Russ slows the SUV as the convoy approaches the edge of the industrial district.
Fog hangs low between abandoned factories and rusted rail yards.
The city feels empty here.
Dead.
Perfect place for monsters to hide.
Lucas’s voice crackles through comms from the second vehicle.
“Thermals show exterior patrols.”
Russ kills the headlights immediately.
The convoy disappears into darkness.
Ahead—
the old communications tower rises through the fog like a grave marker.
Tall.
Decaying.
Silent.
But I know better now.
Nothing about Sentinel is ever truly silent.
Clay leans closer beside me.
“You okay?”
No.
Not even remotely.
But I look at him anyway.
Strong hands.
Steady eyes.
The man who dove into a freezing Romanian river without hesitation to save me.
The man Wu wants to break.
Absolutely not.
“I’m ready.”
His gaze searches mine for one long second.
Then he nods once.
Believes me.
That trust does something dangerous to my chest.

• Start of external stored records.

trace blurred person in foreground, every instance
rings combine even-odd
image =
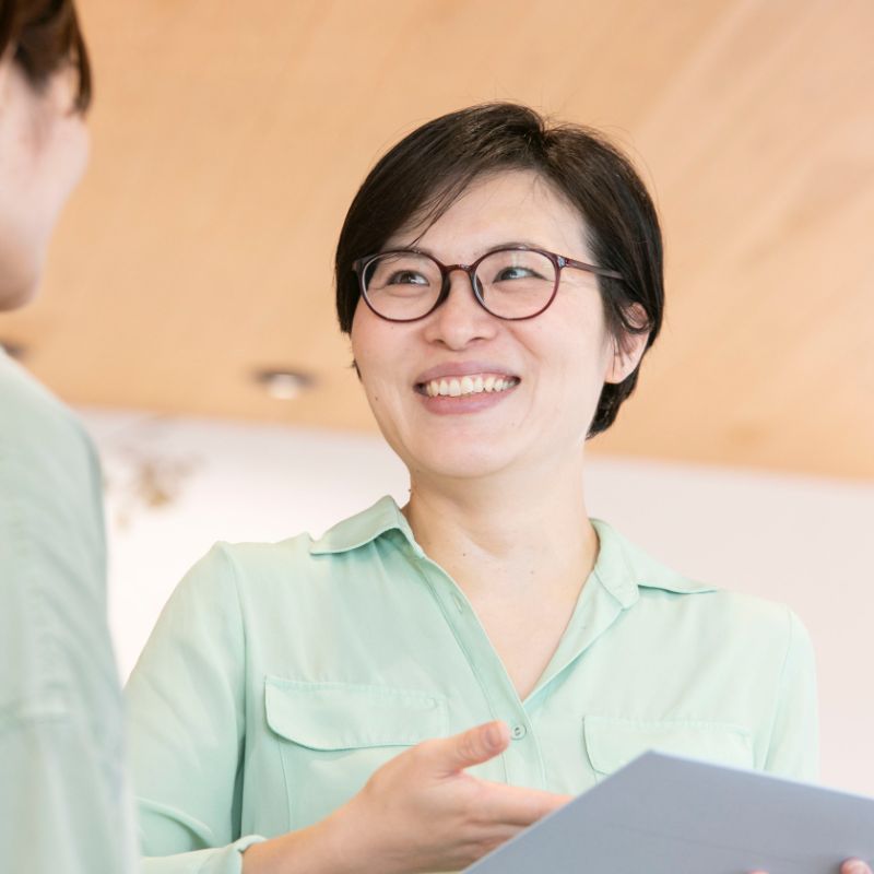
[[[39,284],[87,160],[70,0],[0,0],[0,310]],[[134,870],[106,624],[101,471],[73,414],[0,349],[0,867]]]
[[[442,116],[373,168],[335,264],[410,499],[218,544],[177,588],[128,686],[149,870],[457,871],[652,746],[815,779],[798,618],[586,510],[662,320],[629,162],[515,104]]]

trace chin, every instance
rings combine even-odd
[[[411,471],[421,471],[428,476],[447,480],[477,480],[492,476],[506,470],[510,459],[498,456],[492,446],[471,451],[469,444],[461,445],[453,451],[432,451],[415,458],[408,458]],[[491,451],[489,451],[491,450]]]

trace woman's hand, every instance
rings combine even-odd
[[[751,871],[749,874],[768,874],[768,872]],[[872,871],[861,859],[848,859],[840,866],[840,874],[872,874]]]
[[[509,740],[504,722],[488,722],[425,741],[383,765],[321,824],[333,832],[340,870],[458,871],[570,801],[465,773]]]

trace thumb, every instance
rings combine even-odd
[[[510,731],[506,722],[486,722],[473,729],[441,737],[429,744],[430,756],[444,773],[481,765],[483,761],[503,753],[510,742]]]

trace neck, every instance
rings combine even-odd
[[[598,555],[582,453],[481,479],[418,475],[403,508],[425,553],[472,598],[579,590]]]

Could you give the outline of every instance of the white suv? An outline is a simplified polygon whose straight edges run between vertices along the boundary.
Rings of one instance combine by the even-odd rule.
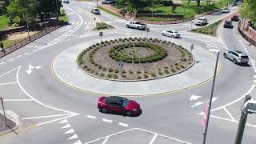
[[[196,26],[204,26],[207,24],[207,18],[202,17],[202,18],[199,18],[196,22],[195,22],[195,25]]]

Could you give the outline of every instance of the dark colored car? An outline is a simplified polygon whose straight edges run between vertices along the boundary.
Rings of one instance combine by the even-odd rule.
[[[98,108],[102,113],[136,116],[142,113],[138,103],[126,98],[110,96],[101,97],[98,101]]]
[[[230,20],[225,21],[223,27],[233,29],[232,21],[230,21]]]
[[[239,22],[239,16],[238,15],[234,15],[232,18],[231,18],[231,21],[235,21],[235,22]]]

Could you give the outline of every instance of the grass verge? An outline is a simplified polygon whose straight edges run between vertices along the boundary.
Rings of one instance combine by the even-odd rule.
[[[192,29],[191,31],[210,35],[216,35],[218,26],[222,23],[222,20],[219,20],[214,23],[210,24],[204,27]]]
[[[109,13],[109,14],[112,14],[112,15],[117,16],[117,17],[118,17],[118,18],[122,18],[122,16],[121,14],[114,13],[114,12],[109,10],[105,9],[105,8],[102,7],[102,6],[98,6],[98,8],[99,10],[103,10],[103,11],[105,11],[105,12],[106,12],[106,13]]]

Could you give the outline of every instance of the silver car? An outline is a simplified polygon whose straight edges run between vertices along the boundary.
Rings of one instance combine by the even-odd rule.
[[[226,51],[223,54],[224,58],[229,58],[233,61],[234,63],[245,63],[247,64],[249,62],[249,57],[243,54],[241,51],[232,50],[232,51]]]
[[[162,36],[167,36],[171,38],[180,38],[181,34],[176,30],[162,31]]]

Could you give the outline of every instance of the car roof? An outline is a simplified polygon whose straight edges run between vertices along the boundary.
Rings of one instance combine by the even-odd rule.
[[[110,97],[106,97],[105,102],[106,103],[118,103],[119,105],[122,104],[122,101],[125,98],[122,97],[117,97],[117,96],[110,96]]]

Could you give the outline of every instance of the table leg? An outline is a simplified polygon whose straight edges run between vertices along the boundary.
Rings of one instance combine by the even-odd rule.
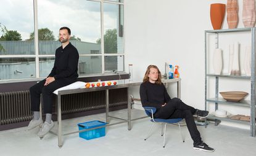
[[[105,123],[109,123],[109,90],[105,90]]]
[[[57,116],[58,116],[58,146],[60,148],[62,147],[62,127],[61,122],[61,98],[60,95],[57,95]]]
[[[181,82],[178,80],[177,82],[177,97],[181,98]]]
[[[130,96],[129,88],[127,88],[127,95],[128,95],[128,110],[127,110],[127,119],[128,119],[128,130],[131,130],[131,97]]]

Russ parks behind a collapsed warehouse overlooking the communications facility.
Weapons load around me.
Body armor adjusted.
Final checks.
The mood inside the SUV shifts from tension into pure operational focus.
Predators preparing to strike.
Gabriel studies the bunker schematics one final time.

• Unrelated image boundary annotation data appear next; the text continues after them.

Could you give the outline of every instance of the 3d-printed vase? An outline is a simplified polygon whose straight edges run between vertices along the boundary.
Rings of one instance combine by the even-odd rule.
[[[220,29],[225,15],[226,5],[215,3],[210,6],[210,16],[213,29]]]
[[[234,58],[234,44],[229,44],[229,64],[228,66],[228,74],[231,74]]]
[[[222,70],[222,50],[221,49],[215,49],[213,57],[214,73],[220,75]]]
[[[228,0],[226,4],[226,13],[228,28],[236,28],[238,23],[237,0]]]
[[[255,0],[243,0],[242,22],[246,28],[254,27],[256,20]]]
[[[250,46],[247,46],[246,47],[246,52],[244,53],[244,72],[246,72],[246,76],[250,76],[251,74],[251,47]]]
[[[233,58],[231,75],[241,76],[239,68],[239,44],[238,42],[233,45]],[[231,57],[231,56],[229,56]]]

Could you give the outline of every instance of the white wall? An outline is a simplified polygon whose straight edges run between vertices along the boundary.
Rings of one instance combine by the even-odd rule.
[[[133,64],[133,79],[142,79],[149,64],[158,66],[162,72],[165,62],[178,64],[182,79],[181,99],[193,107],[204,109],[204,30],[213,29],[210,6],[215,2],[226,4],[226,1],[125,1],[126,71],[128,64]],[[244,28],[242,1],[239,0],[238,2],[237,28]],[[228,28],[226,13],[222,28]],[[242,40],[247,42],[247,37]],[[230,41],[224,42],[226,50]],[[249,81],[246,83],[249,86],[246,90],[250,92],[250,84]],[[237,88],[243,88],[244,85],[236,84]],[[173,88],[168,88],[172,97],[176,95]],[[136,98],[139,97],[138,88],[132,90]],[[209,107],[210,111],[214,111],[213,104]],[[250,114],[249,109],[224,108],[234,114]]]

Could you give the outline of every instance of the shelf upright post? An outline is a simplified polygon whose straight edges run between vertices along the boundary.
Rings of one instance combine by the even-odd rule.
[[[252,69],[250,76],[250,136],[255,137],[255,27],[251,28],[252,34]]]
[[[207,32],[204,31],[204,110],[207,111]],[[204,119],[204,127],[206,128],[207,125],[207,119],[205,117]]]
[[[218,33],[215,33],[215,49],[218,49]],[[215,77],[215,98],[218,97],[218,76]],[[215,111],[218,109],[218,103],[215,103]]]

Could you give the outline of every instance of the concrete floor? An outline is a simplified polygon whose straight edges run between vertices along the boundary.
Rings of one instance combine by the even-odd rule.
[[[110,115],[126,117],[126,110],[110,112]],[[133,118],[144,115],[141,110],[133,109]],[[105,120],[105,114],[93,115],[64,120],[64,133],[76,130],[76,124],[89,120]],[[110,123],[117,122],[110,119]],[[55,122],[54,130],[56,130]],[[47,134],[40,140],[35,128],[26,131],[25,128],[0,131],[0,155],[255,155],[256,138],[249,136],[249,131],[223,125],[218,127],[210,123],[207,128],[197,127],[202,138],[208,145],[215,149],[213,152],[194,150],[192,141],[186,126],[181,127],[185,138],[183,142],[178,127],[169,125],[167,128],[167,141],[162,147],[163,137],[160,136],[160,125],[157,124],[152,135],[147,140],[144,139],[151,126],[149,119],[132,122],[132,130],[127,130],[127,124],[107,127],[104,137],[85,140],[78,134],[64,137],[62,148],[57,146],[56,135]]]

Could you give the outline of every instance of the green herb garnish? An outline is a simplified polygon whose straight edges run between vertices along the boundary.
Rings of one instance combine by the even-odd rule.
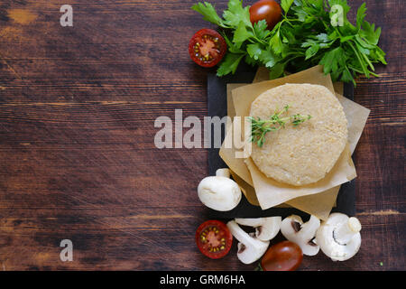
[[[281,128],[284,128],[288,121],[293,126],[297,126],[306,120],[311,118],[311,116],[301,116],[300,114],[281,117],[283,113],[287,113],[289,105],[283,107],[283,110],[275,111],[268,119],[261,119],[260,117],[249,117],[251,121],[251,142],[255,143],[259,147],[263,147],[265,142],[265,135],[269,132],[275,132]]]
[[[242,0],[229,0],[223,17],[208,2],[192,6],[221,28],[227,43],[217,76],[235,73],[244,59],[268,68],[270,79],[284,75],[285,70],[296,72],[321,64],[333,81],[355,84],[357,75],[378,76],[374,63],[386,64],[377,45],[381,28],[364,20],[364,3],[357,10],[355,25],[346,18],[346,0],[281,0],[281,6],[282,19],[272,31],[267,30],[265,20],[253,25],[249,6],[243,7]]]

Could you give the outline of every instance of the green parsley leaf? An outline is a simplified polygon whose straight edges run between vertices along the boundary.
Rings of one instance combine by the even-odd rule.
[[[285,14],[288,13],[289,8],[291,8],[291,5],[293,4],[294,0],[281,0],[281,6],[282,7]]]
[[[230,0],[228,9],[223,13],[224,23],[228,26],[237,27],[243,22],[246,26],[252,27],[249,9],[249,6],[243,8],[242,0]]]
[[[244,42],[245,41],[254,37],[254,34],[251,31],[246,30],[246,26],[244,22],[240,22],[237,28],[234,32],[233,42],[239,43]]]
[[[195,4],[191,8],[194,11],[201,14],[203,15],[204,20],[208,21],[213,24],[217,24],[218,26],[226,28],[224,26],[223,20],[220,18],[220,16],[218,16],[215,7],[211,4],[208,2],[198,3]]]
[[[217,69],[217,76],[235,73],[238,64],[245,55],[245,54],[227,53]]]

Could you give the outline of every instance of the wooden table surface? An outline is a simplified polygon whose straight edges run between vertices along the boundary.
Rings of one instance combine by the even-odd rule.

“There’s a central server core beneath Level Four.”
He looks at me.
“If Ascension data exists anywhere, it’ll be there.”
“And Wu?” Mason asks through comms.
Gabriel’s expression goes cold.
“Command level beneath the server core.”
Russ chambers a round.
“So we cut our way down.”
Simple.
Violent.
Effective.
Thunder rolls across Bucharest overhead.
And suddenly—
another memory hits me hard.
Not a fragment.
A full memory.
Wu standing beside me when I was maybe thirteen.
His voice calm.
Controlled.
“You will either become Sentinel’s greatest failure…”
A pause.
“Or its future.”
My breathing catches sharply.
Clay notices instantly.
“Hannah?”
I stare at the communications tower through the rain.
And for the first time—
I finally understand something terrifying.
Wu never feared my memories returning.
He was waiting to see what I’d choose once they did.